With smaller processing plants subject to the same regulations as the largest meat processing plants, Mark said some were unable to meet the standards and others didn’t want to deal with the red tape. Mark estimates there are now 200 similar businesses open in the state, and they have clients from Champaign to Carbondale. With the recent closure of Teutopolis Meat Locker, businesses like Hartrich are becoming somewhat of a rarity in the area.

“Processing and butchering is a work-intensive process,” said Mark. “There is a lot of paperwork that goes along with it. We have an inspector here on Tuesday, Wednesday and Thursday, which are the kill days for beef and pork.”

The brothers said they enjoy the work of processing various types of meat for area consumption as they worked busily Friday afternoon processing deer from the second shotgun season.

The work involved in processing deer has been expedited over the past half century. Since the late 1990s, packaging has been made exponentially faster with the use of a vacuum stuffer. First meat is cut off the carcass, run through a grinder and finally fed through the stuffer for packaging.

In addition to sausage rolls and ground deer, deer sticks have become popular with the advent of new technology. Such technology has helped the Hartrichs provide a consistent product.

“You set the type of meat you want to smoke, and it does the work for you,” said Tony, who added the smoker controls humidity, temperature and can add moisture.

In the early days of the business, a glazed tile building with a gas heater and a fan was used to smoke meat.

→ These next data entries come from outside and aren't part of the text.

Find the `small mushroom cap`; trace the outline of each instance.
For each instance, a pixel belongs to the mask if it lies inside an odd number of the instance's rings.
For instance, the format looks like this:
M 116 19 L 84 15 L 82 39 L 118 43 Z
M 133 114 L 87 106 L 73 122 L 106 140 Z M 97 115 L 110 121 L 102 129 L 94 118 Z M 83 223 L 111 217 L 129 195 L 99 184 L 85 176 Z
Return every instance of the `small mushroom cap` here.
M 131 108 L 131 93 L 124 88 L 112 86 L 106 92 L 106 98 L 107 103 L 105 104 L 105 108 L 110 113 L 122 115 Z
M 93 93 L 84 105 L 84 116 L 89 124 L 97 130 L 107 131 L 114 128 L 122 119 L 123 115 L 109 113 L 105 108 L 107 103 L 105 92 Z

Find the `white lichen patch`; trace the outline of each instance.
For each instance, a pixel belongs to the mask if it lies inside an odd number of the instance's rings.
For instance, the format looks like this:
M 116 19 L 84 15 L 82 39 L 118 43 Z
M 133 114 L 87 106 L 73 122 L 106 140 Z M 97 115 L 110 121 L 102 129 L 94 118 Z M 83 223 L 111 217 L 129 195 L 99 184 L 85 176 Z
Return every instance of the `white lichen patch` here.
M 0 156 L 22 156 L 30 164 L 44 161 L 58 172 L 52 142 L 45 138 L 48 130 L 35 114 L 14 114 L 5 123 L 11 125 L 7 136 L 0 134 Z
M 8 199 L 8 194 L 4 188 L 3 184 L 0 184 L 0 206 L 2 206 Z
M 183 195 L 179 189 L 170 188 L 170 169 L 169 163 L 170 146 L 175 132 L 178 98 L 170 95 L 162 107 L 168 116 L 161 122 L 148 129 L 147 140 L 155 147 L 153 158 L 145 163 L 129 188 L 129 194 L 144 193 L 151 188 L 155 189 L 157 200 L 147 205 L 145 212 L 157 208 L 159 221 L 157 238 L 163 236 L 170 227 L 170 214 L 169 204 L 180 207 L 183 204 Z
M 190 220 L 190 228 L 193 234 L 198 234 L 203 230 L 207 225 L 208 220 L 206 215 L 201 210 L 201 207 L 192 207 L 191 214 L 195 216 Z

“We couldn’t do these deer sticks back in the day,” said Mark. “That process would have dried them out too much.”

After Tony rolls a large rack of pepperjack deer sticks out of the smoker, he notes the deer sticks taste better than they smell.

“They always taste the best right after they are done smoking,” said Tony.

The smoked flavor with the infusion of cheeses like jalapeno and pepperjack have made deer sticks a favorite among hunters. The company offers a variety of other meat products, including sides of beef and pork. They have expanded into catering and other products. The third-generation business keeps up with the busy schedule with the assistance of their employees, along with Mark and Tony’s sons Brian, Craig and Daniel.

“It is hard work, but we enjoy it,” said Mark.